Hypoglycemia can lead to many symptoms such as hunger, shakiness, nervousness, sweating, dizziness or light-headedness, sleepiness, confusion, difficulty speaking, anxiety, and weakness. Hypoglycemia can also occur during periods of sleep with possible signs including crying out or having nightmares, finding pajamas or sheets damp from perspiration, or feeling tired, irritable, or confused after waking up.

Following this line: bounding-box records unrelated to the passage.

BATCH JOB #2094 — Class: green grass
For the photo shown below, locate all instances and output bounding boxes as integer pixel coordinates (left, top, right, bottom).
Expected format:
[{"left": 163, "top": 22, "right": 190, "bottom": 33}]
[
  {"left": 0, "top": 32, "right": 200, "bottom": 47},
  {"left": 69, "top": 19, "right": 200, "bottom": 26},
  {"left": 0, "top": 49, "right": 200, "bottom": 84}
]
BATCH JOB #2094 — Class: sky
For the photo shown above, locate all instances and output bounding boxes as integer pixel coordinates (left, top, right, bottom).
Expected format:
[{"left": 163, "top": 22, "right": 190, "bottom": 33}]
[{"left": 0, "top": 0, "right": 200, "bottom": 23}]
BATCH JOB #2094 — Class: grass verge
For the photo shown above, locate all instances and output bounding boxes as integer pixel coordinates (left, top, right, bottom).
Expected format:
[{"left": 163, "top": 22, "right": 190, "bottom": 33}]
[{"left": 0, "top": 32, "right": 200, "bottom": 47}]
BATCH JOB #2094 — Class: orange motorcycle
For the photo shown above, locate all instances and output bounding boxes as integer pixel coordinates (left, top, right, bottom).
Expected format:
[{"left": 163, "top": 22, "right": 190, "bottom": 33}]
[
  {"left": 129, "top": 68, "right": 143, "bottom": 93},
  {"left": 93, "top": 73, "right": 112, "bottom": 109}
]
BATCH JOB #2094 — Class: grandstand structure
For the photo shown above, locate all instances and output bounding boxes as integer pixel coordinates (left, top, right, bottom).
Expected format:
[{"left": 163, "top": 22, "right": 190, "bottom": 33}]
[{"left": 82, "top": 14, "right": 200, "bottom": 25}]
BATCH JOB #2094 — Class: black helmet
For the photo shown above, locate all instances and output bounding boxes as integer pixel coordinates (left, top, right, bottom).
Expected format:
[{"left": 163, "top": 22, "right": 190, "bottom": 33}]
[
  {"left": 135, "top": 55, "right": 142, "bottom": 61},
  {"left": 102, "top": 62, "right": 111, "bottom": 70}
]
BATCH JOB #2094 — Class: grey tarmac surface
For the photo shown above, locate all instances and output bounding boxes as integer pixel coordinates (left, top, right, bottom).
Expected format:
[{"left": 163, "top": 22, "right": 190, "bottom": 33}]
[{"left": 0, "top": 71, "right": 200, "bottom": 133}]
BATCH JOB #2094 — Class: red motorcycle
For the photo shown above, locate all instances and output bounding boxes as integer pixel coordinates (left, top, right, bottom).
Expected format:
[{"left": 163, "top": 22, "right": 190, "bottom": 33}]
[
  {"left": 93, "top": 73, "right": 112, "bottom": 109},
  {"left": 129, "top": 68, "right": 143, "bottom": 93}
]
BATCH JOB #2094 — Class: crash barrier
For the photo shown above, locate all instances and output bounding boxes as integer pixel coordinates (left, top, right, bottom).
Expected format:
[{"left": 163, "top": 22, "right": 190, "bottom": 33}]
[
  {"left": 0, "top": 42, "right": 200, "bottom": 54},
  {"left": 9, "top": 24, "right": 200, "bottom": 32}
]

“Some people with diabetes do not have early warning signs of low blood glucose, a condition called hypoglycemia unawareness.”



Hypoglycemia can happen suddenly, but, thankfully, it is usually mild. It can be treated quickly and easily by eating or drinking a small amount of a quick-fix food in order to raise blood glucose. Some possible options include 3 or 4 glucose tablets, 1 serving of glucose gel, ½ cup of any fruit juice, ½ cup of a non-diet soft drink, 1 cup of milk, 5 or 6 pieces of hard candy, or 1 tablespoon of sugar or honey. If left untreated, hypoglycemia can get worse and cause confusion, clumsiness, or fainting. Severe hypoglycemia can lead to seizures, coma, and even death. To help prevent hypoglycemia, people with diabetes should consider consulting with a health care provider about how to take medications, designing a meal plan fit for them, and monitoring their daily activities.